Of course, how you start the conversation can depend on your own personality and the specific situation you’re in. If you’re in a relationship with your partner, your conversation may be a bit different than with someone you don’t know as well. For example, if you’re in a relationship you might want to suggest getting tested together.

Talking about STIs isn’t the only conversation about sex you should have.

You should also talk about:

  • If you’re having penis-in-vagina (PIV) sex, talk about birth control to make sure you’re on the same page.
  • What do you like, not like, or want to try in bed? What are you comfortable and not comfortable with? No one is a mind reader and it’s ESSENTIAL to make sure that everyone is comfortable and excited about everything you’re doing together. This is called enthusiastic consent.
  • Ask yourself these 5 questions to check in with yourself. Consider talking about them with your partner, too.

If your partner pushes back (saying they don’t want to talk about sex, don’t want to use condoms, etc.), think about what this says about them. Remember that you deserve respect, and it is never ok to ignore someone else’s boundaries. Do you want to have sex with someone who doesn’t show you that respect? Do you feel safe being in a vulnerable situation with that person?

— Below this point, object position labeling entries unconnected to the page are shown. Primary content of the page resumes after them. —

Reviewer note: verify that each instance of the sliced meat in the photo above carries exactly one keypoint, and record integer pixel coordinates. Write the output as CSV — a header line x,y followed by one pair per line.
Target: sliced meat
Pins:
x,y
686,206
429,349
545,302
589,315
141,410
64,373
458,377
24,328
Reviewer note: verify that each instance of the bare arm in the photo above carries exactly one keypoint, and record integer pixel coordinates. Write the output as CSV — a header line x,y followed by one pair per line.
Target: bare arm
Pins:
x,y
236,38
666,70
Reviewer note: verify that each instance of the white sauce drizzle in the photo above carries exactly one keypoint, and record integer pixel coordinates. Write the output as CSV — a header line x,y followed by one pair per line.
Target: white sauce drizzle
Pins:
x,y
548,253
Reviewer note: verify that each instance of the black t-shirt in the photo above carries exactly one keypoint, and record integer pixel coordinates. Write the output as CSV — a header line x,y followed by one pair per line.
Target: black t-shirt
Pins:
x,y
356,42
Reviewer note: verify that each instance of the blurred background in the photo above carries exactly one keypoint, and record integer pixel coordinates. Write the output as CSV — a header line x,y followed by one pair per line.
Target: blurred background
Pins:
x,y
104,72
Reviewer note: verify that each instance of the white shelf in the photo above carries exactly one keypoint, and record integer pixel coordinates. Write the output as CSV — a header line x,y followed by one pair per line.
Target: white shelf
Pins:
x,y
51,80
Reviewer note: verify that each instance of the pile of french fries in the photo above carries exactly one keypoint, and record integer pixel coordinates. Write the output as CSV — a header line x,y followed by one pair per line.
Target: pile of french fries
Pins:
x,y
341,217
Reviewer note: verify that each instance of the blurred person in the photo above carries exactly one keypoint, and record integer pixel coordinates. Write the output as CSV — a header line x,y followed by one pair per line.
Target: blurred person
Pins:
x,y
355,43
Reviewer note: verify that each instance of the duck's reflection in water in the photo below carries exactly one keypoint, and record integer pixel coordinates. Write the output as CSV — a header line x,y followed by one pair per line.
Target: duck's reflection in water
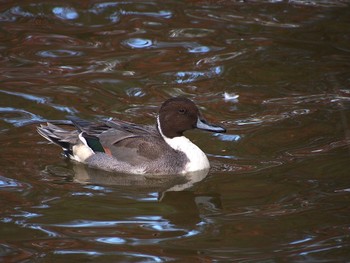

If you have any other questions about sexual health and are 10-22 years old and live in NYC, you can make a free, confidential appointment at the Mount Sinai Adolescent Health Center. We can answer any other questions you have, and we provide free, confidential STI testing & treatment, birth control and other comprehensive health services.

P.S.: These conversations still apply to people with vaginas who have sex with other vagina-havers!  Lesbians get STIs, too.